* 17 novembre – Leur poutre, notre paille

Le véto mis par Budapest et Varsovie au plan de relance européen tient à la condition d’un respect effectif de l’état de droit posée par les institutions européennes. Le mécanisme de ‘’non-financement’’ des Etats coupables avait pourtant été adopté, non sans difficultés, à la majorité qualifiée, par le Parlement et le Conseil européens. L’accord, avait ouvert la voie à un compromis sur l’ensemble du budget pluriannuel (2021-2027), auquel le plan de relance est adossé. Ce rappel aux valeurs fondatrices de l’Union visait la Hongrie et le Pologne, dont les autorités actuelles, d’inspiration populiste, ne cessent de s’écarter des droits et libertés civiles. Plus qu’une sanction, il se veut une incitation au rétablissement de l’équilibre des pouvoirs, rompu par ces régimes au profit de conceptions ‘’illibérales’’ ou traditionnalistes d’un Exécutif fort monopolisant les pouvoirs.

L’apparition d’une gouvernance du style ‘’années 1930’’, discriminant certaines catégories de leurs citoyens, fait peur à l’Europe.

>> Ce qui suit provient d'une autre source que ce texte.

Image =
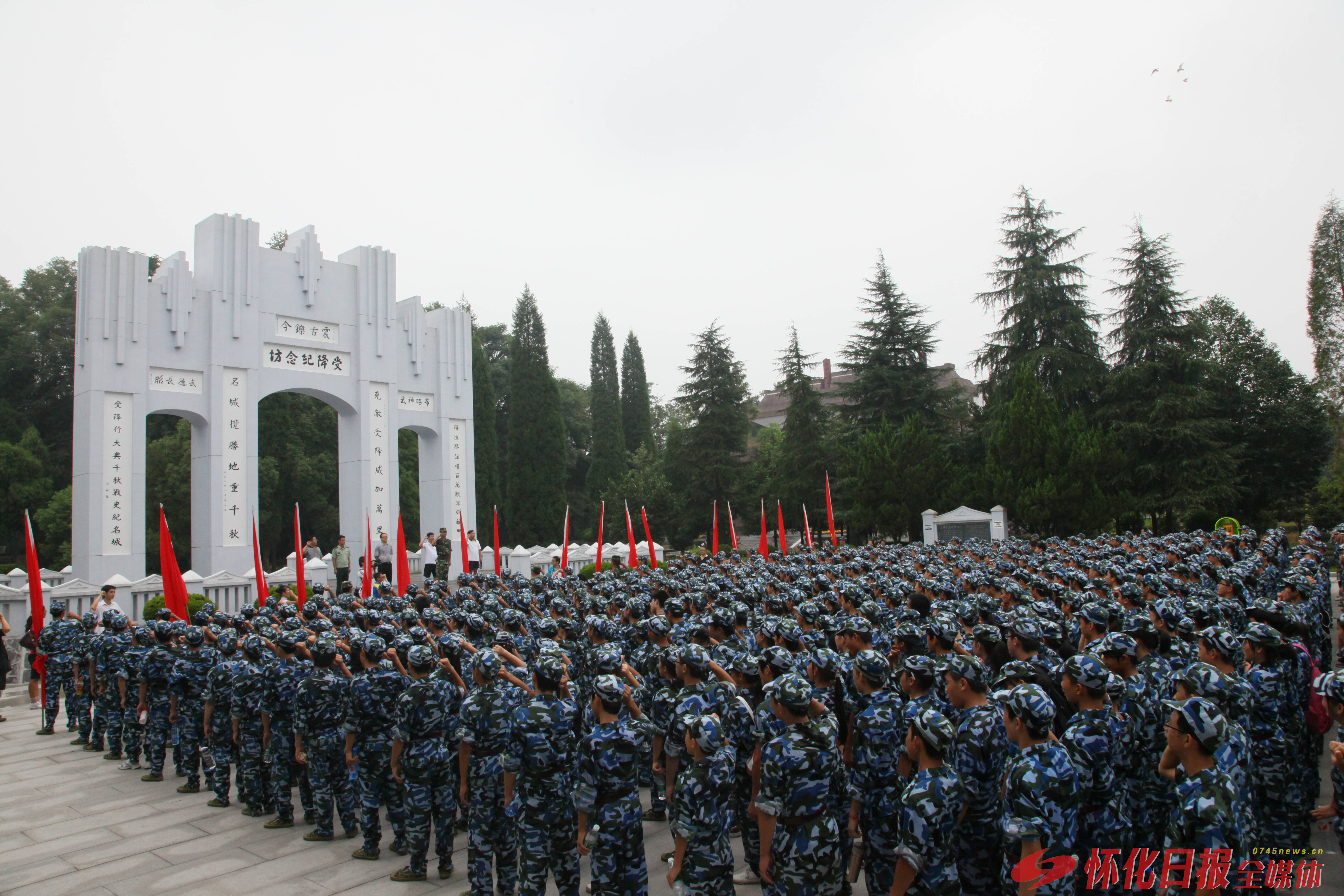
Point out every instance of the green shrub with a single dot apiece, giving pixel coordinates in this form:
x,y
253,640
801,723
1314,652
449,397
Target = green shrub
x,y
155,605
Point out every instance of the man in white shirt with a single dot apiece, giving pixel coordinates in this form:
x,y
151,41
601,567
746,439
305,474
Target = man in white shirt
x,y
429,557
474,553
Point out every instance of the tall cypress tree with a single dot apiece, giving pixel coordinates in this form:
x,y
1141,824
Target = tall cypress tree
x,y
537,444
483,431
1326,307
705,459
607,456
1156,398
636,413
889,357
1045,322
803,451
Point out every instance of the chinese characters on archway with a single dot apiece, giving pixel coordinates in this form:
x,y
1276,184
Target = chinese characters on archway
x,y
118,472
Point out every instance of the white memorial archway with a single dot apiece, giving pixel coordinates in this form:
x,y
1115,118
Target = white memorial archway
x,y
209,344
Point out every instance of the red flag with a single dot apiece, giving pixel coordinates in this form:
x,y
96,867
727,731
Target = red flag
x,y
299,561
175,590
630,538
263,589
831,516
37,609
497,541
565,549
366,588
601,519
654,555
462,531
404,567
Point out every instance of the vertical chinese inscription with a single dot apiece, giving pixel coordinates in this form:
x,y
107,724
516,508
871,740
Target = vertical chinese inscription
x,y
118,469
234,421
458,465
382,463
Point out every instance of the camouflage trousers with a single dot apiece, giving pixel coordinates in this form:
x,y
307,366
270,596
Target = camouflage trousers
x,y
616,860
157,737
549,837
253,772
378,788
978,847
58,679
490,837
707,867
330,782
806,859
284,770
190,734
429,802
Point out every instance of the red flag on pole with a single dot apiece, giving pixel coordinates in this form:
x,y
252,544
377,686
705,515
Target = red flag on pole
x,y
601,519
175,590
404,566
37,608
565,549
263,589
831,516
366,588
497,541
462,531
630,538
654,555
764,549
299,561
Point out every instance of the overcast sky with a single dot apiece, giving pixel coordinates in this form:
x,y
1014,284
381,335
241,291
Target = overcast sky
x,y
674,164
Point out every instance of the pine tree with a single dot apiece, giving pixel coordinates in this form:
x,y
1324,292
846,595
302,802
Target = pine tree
x,y
803,452
705,459
537,445
1045,322
607,456
890,357
1326,307
1156,398
636,412
486,440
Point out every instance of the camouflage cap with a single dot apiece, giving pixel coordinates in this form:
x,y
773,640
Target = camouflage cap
x,y
1088,671
1205,719
935,729
873,666
795,694
1029,703
609,688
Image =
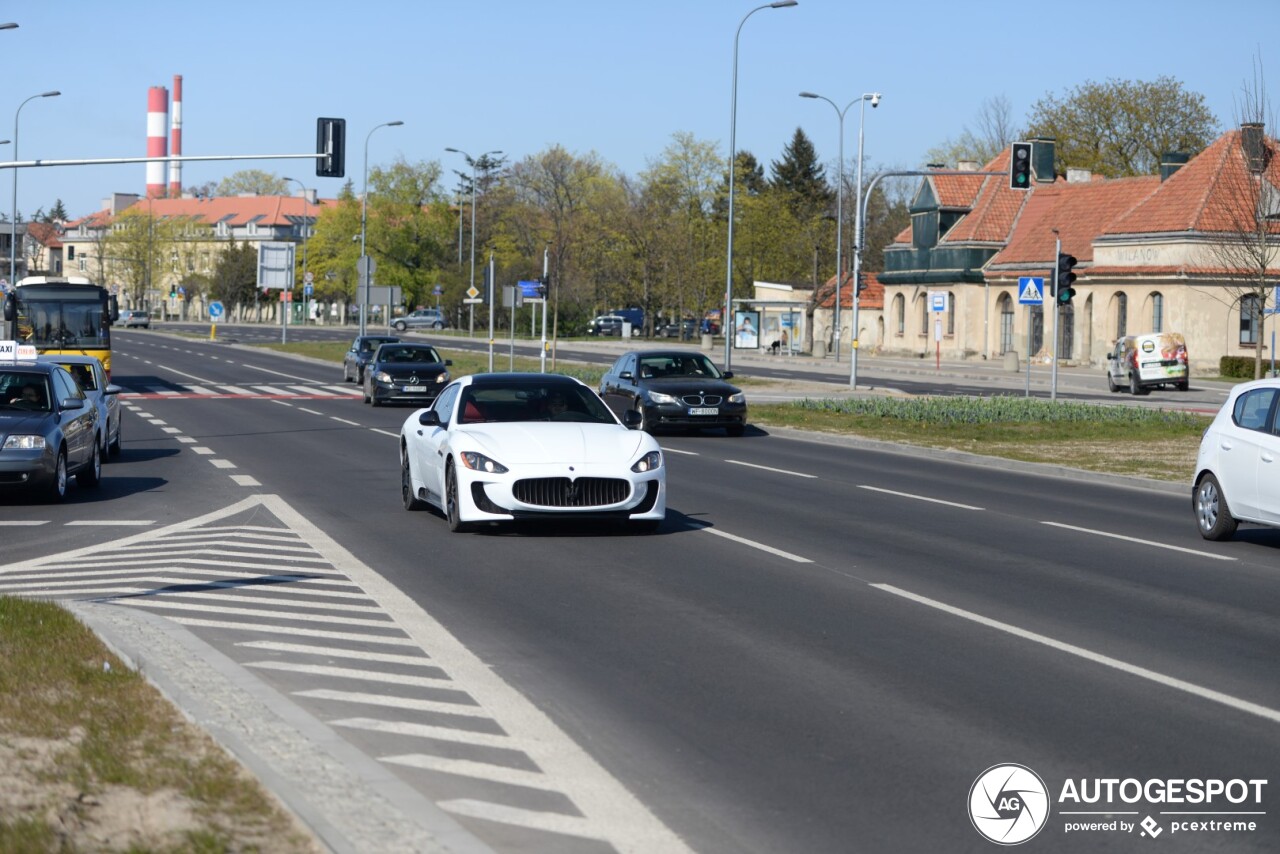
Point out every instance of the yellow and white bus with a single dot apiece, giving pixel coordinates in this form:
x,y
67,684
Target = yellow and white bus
x,y
62,315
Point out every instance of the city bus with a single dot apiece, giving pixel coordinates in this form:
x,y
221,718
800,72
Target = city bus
x,y
62,315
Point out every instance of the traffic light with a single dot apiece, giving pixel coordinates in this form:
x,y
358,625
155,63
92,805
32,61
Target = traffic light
x,y
1020,167
330,141
1063,281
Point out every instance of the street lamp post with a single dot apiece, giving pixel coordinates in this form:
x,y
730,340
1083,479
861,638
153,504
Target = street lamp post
x,y
874,97
732,168
306,232
13,222
364,209
840,217
472,161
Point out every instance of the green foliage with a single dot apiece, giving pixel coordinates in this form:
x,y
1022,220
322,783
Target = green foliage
x,y
1123,127
995,410
1237,366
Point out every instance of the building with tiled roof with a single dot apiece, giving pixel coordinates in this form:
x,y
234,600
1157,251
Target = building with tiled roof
x,y
1150,256
206,227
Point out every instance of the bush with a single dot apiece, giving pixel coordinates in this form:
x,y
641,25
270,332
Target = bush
x,y
1235,366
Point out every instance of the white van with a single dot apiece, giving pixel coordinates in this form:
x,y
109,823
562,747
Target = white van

Les ‘’pères-fondateurs’’ n’auraient jamais pu imaginer que des situations aussi contraires à leurs idéaux prévaudraient un jour. Encore moins, qu’un tel pronunciamiento totalitaire prendrait en otage l’économie et la vie quotidienne de 450 millions d’Européens. Et bien si, et c’est assumé ! Le gouvernement hongrois se montre intraitable dans les négociations à Bruxelles, mais il cantonne sa parole publique sur twitter, comme pour montrer ses affinités avec le perdant des élections américaines… ou son fond de mauvaise conscience.

La présidence allemande se montre contrariée de ce mauvais tour : ‘’Nous avons déjà perdu beaucoup de temps, face à la deuxième vague de la pandémie et aux graves dégâts économiques engendrés ». C’est en fait la troisième crise que l’Europe doit traverser  simultanément : pandémie longue et ingérable, offensive terroriste, montée de haine face aux démocraties et aux institutions qu’elles ont établies. Et le problème climatique n’est pas loin. Dans ce triple état d’urgence, les esprits perdent la boussole et les emballements destructeurs finissent par paraître ‘’dans l’ordre des choses’’. Il est vrai que les démocraties ‘’moralisantes’’ prennent, elles-mêmes, de grandes libertés avec nos droits en s’appuyant sur ‘’l’apathie démocratique et citoyenne’’. Alors, elles pointent du doigt leurs voisins orientaux, façon de faire oublier que, chez nous aussi, mais de façon plus  »soft », les libertés fondamentales fondent comme neige au soleil.